A proposal in the Kentucky General Assembly by state Rep. Don Pasley, D-Winchester, would prevent companies from dumping excess dirt and rocks into valleys below. Similar legislation has been proposed in the General Assembly before, but has not gained traction.
Supporters of the bill, however, are hoping that this year could be different.
Pamela Maggard, a middle school teacher from Knott County in eastern Kentucky, said she thought it was “illogical” that the debate was still raging. Maggard said she’s concerned that mountaintop removal mining has tainted her family’s water supply and wants coal companies to change their current methods.
“I know mining is not going away, and I don’t want it to,” Maggard said. “(But) I want them to mine responsibly.”
Kentucky Coal Association President Bill Caylor opposes the legislation and believes it unfairly singles out the coal industry. Caylor said the measure would affect not just surface mining, but underground mines by restricting them from disposing of excess dirt and rocks.
But Caylor said mountaintop removal also has some value in providing flat land for people living in the mountains that can be used for farming and tourism.
“We cannot mine without having the ability to place our excess mine and dirt in fill areas,” Caylor said. “And this will have a very significant impact on our ability to mine coal – particularly surface mining but underground mines as well.”
Environmentalists say the excess earth that’s dumped into valleys near mining sites damages wildlife habitat and contaminates local streams.

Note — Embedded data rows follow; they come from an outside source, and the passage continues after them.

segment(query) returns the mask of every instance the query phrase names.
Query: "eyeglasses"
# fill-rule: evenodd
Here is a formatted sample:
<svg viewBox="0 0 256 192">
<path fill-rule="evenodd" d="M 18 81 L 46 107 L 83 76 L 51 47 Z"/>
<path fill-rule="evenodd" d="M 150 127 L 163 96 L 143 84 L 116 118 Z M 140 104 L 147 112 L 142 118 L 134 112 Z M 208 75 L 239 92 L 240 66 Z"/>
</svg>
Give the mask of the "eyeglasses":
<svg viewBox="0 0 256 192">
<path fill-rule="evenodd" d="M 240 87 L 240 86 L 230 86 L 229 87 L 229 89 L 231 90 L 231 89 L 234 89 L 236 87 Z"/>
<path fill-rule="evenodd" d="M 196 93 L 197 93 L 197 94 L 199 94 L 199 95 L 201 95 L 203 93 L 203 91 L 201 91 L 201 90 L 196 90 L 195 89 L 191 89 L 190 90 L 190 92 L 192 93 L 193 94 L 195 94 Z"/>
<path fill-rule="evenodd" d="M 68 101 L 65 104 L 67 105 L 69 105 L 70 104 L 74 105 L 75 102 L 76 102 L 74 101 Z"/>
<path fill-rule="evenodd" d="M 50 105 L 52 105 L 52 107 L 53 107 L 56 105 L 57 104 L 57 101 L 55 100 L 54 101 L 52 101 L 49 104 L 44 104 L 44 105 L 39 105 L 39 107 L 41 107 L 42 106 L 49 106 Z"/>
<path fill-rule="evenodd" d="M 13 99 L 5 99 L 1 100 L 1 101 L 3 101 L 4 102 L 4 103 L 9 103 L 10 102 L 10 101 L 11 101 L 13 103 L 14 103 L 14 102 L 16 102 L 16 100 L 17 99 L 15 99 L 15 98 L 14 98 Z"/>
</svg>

Raul Urias, a 29-year-old former coal miner, said he was also concerned about the effects such mining has had on his drinking water. Urias said he came out because he wants to make conditions better for his young daughter.
“It affects me pretty good,” Urias said. “I’m a pretty rational person, but it gets me.”
Pasley and other lawmakers from outside the coalfields are sponsoring the legislation. None of the lawmakers co-sponsoring the bill live in coal-producing areas.
The legislation, House Bill 164, is pending in the House Natural Resources and Environment Committee.